Some women are “100 percent convinced” they’ll get breast cancer, says M. Michele Blackwood, M.D., director of the Center for Breast Health and Disease Management at Saint Barnabas Medical Center. Others are confident they won’t. In reality, says the doctor, neither group can be sure.
It’s impossible to know for certain who will get this potentially lethal illness. But risk-assessment tools are getting better at identifying women with a greater likelihood of contracting it. And that enables breast specialists like Dr. Blackwood to perform more frequent and targeted screening tests to better their chances of catching the disease early, when it is most easily treated and cured.
Still, she says, “risk is a very difficult thing for people to understand.” Actually, for the average woman, the chance of developing breast cancer is 12 percent. “Women say, ‘Everyone I know has breast cancer,’” says Dr. Blackwood. “The fact is most women will never develop breast cancer.”
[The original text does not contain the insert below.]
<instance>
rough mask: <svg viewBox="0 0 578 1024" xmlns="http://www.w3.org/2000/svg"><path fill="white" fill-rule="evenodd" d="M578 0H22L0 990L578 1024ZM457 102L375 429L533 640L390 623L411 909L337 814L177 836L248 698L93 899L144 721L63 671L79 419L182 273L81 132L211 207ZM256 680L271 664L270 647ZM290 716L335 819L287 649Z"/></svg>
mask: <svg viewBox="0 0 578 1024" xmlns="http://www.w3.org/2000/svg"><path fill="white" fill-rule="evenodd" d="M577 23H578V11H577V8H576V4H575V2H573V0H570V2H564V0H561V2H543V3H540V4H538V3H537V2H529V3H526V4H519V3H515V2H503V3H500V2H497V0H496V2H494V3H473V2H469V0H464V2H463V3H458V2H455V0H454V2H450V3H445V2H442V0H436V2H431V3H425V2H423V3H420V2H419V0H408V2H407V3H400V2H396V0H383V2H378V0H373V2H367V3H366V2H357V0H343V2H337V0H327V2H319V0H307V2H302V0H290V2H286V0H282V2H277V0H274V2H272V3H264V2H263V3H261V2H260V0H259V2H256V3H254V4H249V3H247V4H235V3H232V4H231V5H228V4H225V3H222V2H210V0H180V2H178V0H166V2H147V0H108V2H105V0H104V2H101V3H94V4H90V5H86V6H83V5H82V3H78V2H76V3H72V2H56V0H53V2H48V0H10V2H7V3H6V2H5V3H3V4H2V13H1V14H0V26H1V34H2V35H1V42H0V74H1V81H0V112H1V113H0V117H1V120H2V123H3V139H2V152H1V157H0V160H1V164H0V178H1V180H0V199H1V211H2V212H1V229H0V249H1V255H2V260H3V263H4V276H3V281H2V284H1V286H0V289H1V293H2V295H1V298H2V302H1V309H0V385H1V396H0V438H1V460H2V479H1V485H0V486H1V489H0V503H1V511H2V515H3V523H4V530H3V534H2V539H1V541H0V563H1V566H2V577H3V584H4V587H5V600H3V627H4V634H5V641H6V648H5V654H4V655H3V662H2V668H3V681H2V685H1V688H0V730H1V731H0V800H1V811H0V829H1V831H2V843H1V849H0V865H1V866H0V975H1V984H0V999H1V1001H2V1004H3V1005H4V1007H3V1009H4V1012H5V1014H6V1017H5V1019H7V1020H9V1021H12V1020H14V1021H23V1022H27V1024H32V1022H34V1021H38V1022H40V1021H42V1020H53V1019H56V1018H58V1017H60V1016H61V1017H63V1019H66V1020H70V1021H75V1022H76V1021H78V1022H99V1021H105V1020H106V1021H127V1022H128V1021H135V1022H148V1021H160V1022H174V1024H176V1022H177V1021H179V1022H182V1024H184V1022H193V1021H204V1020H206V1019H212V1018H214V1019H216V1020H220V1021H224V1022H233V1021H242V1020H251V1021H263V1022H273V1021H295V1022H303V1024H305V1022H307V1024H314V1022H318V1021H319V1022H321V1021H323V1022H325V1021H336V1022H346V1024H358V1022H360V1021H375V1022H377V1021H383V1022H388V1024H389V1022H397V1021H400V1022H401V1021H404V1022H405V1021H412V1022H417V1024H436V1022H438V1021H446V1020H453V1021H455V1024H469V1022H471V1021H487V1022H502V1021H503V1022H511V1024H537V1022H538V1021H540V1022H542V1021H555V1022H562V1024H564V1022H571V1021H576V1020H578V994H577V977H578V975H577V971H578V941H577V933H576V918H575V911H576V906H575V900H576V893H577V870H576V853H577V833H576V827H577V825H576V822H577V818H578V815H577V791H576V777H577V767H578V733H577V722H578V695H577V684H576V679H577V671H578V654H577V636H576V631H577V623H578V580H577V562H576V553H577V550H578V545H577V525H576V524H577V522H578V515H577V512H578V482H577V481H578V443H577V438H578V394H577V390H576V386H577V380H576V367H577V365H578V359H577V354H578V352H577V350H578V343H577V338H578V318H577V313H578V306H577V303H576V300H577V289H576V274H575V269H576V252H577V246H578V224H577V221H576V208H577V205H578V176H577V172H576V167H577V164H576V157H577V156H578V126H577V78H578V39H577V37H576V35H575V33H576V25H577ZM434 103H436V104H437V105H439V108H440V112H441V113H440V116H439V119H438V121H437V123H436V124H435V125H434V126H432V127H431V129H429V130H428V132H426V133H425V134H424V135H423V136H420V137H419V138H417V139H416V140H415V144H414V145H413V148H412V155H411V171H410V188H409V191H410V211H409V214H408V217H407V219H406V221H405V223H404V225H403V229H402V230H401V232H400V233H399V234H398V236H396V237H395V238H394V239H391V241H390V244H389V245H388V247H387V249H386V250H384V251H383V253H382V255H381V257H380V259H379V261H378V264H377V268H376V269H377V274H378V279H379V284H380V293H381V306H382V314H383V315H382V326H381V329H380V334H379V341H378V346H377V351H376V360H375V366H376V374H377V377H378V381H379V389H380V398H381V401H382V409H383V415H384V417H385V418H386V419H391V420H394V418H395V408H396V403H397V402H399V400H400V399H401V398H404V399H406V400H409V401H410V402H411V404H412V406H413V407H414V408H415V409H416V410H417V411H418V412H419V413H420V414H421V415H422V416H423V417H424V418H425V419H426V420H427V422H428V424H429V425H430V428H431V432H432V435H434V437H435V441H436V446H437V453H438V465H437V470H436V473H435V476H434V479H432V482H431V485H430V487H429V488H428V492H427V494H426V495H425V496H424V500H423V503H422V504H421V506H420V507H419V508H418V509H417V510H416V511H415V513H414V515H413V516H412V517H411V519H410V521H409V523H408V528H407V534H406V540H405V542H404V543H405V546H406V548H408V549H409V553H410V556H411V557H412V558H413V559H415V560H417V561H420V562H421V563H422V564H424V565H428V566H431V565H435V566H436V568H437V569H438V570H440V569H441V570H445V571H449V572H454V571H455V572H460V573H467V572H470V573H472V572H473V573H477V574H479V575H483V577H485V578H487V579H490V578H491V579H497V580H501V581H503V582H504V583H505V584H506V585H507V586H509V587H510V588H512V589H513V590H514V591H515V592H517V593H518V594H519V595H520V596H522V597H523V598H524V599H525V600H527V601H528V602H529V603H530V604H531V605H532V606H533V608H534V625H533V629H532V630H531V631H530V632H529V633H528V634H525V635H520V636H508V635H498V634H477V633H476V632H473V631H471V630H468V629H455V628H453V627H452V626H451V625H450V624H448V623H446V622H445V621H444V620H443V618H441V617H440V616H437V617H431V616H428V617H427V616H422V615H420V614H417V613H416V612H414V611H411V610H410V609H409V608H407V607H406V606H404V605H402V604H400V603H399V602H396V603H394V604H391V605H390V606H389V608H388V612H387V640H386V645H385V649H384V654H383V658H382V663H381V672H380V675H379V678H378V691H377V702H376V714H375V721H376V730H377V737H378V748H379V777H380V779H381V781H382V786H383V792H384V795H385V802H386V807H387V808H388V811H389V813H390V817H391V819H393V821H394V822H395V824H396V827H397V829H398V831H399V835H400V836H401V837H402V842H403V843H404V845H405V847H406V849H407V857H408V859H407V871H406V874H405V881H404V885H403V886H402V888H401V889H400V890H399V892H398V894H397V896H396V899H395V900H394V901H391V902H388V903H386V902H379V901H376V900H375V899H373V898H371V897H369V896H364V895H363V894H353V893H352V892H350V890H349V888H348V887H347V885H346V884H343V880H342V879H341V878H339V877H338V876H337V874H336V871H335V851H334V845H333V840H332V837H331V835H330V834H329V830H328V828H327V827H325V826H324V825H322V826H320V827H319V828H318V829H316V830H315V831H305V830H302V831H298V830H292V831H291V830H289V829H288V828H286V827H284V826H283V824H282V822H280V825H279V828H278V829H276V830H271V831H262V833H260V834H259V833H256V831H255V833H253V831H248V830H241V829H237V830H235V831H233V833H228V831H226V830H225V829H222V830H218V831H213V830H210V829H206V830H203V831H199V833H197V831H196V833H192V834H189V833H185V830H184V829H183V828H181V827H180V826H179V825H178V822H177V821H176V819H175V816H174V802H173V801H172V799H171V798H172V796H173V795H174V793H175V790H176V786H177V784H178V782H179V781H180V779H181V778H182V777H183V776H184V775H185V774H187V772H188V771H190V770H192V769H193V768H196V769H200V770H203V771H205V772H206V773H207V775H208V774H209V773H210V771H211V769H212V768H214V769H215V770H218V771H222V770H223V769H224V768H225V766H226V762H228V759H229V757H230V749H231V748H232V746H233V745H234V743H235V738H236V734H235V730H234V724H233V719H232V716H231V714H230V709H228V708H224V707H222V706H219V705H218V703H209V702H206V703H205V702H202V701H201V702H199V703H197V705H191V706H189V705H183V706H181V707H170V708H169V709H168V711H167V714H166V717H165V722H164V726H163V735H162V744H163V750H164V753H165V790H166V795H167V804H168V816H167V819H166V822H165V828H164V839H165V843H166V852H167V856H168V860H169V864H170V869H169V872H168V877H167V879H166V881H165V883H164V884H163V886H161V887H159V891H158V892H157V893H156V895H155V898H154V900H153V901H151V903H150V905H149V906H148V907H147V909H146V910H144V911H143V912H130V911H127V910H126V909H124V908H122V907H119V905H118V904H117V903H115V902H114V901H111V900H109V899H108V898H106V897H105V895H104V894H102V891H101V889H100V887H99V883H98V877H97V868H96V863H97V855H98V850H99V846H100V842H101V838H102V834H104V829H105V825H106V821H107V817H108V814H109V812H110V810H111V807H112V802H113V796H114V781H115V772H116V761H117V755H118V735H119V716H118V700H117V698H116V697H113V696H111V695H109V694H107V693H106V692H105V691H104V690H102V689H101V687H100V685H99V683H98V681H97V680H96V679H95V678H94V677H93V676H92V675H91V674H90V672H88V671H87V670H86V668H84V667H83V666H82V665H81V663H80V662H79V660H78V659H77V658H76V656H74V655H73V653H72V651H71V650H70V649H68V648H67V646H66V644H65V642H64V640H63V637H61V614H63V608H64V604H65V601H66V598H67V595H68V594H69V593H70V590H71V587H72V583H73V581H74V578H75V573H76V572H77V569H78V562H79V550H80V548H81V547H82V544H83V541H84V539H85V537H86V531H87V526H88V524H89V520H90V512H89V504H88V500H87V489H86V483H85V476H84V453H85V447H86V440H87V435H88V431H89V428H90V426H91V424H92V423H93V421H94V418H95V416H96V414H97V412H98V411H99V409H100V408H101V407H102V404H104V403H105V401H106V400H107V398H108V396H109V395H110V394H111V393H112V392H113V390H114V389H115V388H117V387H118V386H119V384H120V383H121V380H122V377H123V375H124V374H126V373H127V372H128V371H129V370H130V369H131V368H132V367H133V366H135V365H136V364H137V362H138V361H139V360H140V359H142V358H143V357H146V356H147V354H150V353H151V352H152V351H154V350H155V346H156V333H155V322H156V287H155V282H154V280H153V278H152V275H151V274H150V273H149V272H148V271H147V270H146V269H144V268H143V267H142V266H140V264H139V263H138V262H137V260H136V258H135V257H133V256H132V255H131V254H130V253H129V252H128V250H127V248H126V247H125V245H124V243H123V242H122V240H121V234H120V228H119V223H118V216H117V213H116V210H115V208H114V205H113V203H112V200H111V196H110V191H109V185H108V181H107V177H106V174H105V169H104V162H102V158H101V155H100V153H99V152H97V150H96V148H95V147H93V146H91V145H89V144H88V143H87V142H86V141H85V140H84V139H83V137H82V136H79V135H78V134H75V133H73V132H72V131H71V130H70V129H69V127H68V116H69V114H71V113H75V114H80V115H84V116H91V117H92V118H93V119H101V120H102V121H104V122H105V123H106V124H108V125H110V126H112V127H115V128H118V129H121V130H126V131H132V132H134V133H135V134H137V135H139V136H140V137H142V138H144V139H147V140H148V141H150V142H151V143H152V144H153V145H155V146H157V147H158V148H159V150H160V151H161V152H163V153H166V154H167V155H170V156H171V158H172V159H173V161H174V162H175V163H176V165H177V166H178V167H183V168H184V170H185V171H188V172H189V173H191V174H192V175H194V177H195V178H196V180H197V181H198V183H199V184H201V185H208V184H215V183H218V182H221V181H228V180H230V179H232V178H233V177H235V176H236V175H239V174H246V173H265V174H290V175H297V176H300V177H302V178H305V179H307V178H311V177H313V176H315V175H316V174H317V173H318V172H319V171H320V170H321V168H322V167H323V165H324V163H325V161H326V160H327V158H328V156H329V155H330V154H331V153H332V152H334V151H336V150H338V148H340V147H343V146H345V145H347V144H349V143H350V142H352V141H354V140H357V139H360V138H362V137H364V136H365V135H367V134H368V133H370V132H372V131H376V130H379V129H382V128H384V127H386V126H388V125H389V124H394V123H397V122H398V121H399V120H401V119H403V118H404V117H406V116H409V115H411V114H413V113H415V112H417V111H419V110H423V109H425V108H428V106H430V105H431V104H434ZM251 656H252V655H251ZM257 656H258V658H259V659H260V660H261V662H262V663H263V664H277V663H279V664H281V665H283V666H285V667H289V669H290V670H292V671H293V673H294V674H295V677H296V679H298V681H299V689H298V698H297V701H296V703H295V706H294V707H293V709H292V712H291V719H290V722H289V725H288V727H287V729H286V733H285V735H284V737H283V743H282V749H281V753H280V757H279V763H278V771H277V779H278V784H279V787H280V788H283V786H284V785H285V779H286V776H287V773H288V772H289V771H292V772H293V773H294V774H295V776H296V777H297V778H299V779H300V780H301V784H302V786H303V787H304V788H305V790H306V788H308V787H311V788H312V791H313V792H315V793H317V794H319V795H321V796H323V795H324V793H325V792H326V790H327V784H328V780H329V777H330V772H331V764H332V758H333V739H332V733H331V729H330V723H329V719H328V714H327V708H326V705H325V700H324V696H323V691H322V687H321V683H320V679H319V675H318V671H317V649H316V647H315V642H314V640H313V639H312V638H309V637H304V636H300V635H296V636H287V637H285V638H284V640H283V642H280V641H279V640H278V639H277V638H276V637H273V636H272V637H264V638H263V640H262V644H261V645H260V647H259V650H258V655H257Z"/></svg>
But the danger is greater for some women. Those who carry the genetic mutation known as BRCA are more likely than others to develop breast or ovarian cancer. That mutation is often found in women of Ashkenazi Jewish descent, so that ethnic background is also considered a risk factor. Caucasian women contract breast cancer more often than others, but African American and Hispanic women tend to develop more fatal forms of the disease. Family history of breast cancer is a risk factor, of course; so are dense breast tissue, menstruation before age 12, menopause after 55, never giving birth, and other things. “They all factor into overall risk,” says the doctor. To help women more accurately assess their risk, the Breast Center at the Barnabas Health Ambulatory Care Center recently in- vested in a sophisticated computer program called the Hughes Risk Assessment Tool. Patients who come to the Breast Center use an electronic tablet application to input personal health history and data. The app, which actually combines four separate risk assessment models, calculates the woman’s risk and creates a printout that she can discuss with her physician.
“As a breast surgeon, I automatically run risk factors through my head and can guesstimate a woman’s risk with pretty good accuracy,” Dr. Blackwood says. “The computer can give very good statistical models of whether the patient will develop cancer.”
That knowledge helps the doctor create a plan of action for preventive screenings. “It also gives the patient a better chance of having more advanced screenings or genetic testing covered by her insurance,” Dr. Blackwood adds. One patient of hers, for instance, was a woman in her 40s of Ashkenazi descent who had dense breast tissue and whose mother and grandmother had had breast cancer. “She had never been told that she was high-risk and might have the gene mutation,” Dr. Blackwood says. “So I sent her for genetic testing.” If she is positive, she may consider prophylactic mastectomy. “If it comes back negative, I will still follow her for regular testing, possibly including advanced imaging such as an MRI [magnetic resonance imaging] or ultrasound.”
Another patient, who was also Ashkenazi with dense breast tissue but BRCA negative, did know she had about a 35 percent chance of developing cancer, and Dr. Blackwood has been following her closely for seven years. Her last mammogram revealed what turned out to be early-stage cancer, and she is having a mastectomy.
“There are also medications for high-risk women to reduce their risk,” Dr. Blackwood says.
The Hughes tool is available free to any woman who has a mammogram at the breast center. “If you do find you are high-risk, you should see a specialist,” she says. “If you’re not high-risk, you can still get cancer, so you still need regular screenings. Nothing in life, or in medicine, is 100 percent accurate, and finding out one’s risk can be daunting to some women. But I feel that knowledge gives you power. When you learn something, you can do something about it.”